During times of short-term uncertainty, like the Brexit negotiations, family businesses maintain a calm, stable hand on the company tiller, largely unmoved by outside forces. We provide, as Galen Weston put it, 'patient capital'; we are investors who think in terms of decades rather than just years.

Family businesses also tend to make a greater contribution to their local communities, having been active regionally for generations. This often means we tend to employ a certain proportion of our employees locally. The figures bear this up. For example, family firms employ more than 1.2 million people in the North West, almost 40% of total employment – more than any other company type. 

Time and again I’ve seen family businesses commit to have their headquarters or factories close to where they live or grew up, when it would be more economic to shift operations overseas.

This is not to say that family businesses do not look globally. In fact, many of the country's biggest exporters are family owned, such as Swire, Dyson and JCB. According to the IFB, more than half (51%) of family businesses that already export are looking to increase that amount. Nisbets itself was awarded The Queen’s Award for Enterprise in International Trade in 2017.

So, how can we encourage greater use of this successful business model? Family businesses are often less visible in the entrepreneurial community. It would be helpful to reverse that – and show the next generation of entrepreneurs that bringing in large amounts of external investment is not the only way to build a large business and can often tie your hands.

Of course, specific policy measures to encourage family businesses would also be welcome.
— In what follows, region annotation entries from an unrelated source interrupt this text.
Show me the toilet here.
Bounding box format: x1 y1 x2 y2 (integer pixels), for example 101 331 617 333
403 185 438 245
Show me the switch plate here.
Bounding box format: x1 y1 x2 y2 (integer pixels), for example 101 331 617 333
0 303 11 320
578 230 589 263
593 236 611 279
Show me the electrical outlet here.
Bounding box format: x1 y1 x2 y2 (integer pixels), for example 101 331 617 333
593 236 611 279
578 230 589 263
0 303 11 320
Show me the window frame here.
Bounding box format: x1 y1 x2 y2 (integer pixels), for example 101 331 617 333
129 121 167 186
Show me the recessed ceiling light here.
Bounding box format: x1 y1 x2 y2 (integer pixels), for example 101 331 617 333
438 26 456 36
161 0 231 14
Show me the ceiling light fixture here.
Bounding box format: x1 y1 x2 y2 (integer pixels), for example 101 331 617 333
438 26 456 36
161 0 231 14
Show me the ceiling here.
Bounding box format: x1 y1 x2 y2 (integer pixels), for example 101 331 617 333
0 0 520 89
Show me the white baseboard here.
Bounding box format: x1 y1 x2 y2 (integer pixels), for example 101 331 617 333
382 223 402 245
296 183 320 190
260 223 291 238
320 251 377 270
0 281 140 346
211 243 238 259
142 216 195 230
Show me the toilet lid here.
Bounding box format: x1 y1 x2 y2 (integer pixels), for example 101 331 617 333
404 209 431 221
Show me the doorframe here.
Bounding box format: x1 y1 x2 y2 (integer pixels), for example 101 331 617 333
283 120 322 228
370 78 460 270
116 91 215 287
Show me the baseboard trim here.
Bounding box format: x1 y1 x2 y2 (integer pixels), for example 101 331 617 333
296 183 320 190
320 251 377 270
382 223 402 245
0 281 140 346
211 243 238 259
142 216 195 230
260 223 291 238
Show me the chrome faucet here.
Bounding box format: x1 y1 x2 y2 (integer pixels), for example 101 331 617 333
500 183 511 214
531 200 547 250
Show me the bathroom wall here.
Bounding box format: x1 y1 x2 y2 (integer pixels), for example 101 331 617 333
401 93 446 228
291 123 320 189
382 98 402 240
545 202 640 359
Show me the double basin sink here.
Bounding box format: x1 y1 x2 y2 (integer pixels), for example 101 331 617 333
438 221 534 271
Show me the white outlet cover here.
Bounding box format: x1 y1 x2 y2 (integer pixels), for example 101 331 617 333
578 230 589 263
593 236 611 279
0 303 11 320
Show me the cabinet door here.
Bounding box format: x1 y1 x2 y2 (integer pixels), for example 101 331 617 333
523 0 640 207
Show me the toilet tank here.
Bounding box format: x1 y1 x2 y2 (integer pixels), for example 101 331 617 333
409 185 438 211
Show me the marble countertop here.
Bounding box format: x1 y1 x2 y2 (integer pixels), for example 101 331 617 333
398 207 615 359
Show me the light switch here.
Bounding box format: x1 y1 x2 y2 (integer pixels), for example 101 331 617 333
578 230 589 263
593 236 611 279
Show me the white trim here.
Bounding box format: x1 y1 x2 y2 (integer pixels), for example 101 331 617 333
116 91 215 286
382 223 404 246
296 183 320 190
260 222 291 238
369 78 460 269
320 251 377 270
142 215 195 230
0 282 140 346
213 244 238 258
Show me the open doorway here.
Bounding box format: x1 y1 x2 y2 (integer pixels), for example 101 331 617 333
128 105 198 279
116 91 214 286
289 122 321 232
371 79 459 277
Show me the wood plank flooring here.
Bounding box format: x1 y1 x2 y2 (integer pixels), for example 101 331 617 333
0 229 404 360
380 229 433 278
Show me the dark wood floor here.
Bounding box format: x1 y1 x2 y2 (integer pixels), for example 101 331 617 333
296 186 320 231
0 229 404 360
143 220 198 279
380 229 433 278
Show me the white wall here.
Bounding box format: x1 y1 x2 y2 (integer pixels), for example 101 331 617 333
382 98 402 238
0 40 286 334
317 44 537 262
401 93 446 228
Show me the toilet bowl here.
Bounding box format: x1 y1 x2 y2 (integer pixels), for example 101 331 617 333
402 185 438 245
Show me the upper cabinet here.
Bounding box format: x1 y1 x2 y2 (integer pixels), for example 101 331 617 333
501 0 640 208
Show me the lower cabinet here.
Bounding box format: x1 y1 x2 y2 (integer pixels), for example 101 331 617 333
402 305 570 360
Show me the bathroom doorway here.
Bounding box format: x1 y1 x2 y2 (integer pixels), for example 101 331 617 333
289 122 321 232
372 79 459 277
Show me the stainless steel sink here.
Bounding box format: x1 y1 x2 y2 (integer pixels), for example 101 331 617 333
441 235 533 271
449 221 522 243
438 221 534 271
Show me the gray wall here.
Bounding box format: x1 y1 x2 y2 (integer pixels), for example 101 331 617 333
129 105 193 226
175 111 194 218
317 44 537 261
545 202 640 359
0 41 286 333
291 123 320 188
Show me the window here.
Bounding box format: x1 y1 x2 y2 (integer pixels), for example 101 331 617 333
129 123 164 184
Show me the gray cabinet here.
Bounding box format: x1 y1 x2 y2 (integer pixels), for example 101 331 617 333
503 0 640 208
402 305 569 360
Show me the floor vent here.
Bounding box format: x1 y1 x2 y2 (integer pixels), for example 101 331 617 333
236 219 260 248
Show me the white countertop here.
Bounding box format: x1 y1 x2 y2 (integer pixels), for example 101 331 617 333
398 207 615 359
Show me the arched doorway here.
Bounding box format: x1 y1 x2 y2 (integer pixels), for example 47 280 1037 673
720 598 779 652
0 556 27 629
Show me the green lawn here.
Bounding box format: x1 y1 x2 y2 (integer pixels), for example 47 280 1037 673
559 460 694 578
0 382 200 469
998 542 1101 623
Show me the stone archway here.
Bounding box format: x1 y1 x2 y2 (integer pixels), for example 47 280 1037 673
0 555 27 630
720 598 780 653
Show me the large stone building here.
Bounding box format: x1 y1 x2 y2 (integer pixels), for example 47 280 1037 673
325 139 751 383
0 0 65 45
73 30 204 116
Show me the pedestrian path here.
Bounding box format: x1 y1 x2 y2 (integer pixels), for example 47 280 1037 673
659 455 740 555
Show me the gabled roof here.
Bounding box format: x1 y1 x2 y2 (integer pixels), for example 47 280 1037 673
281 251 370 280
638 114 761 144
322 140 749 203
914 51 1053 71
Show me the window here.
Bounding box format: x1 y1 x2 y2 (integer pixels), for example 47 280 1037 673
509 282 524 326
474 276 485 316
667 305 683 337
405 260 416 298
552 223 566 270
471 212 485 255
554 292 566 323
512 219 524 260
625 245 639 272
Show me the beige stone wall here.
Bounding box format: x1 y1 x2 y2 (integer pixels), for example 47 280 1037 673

Perhaps the most valuable contribution would be smoothing rules around transfer of ownership. Some 100,000 family businesses transfer ownership to a new generation every year. Ensuring that this process is as smooth, tax efficient and simple as possible would do a lot to encourage families to retain ownership through the generations. 

Family businesses play a critical role in the economy. I would love to see the government and more entrepreneurs celebrate and champion this model.

Andrew 
Nisbet is Director of Key West Holdings, which holds the Nisbet family’s interests in catering equipment and property, including Nisbets.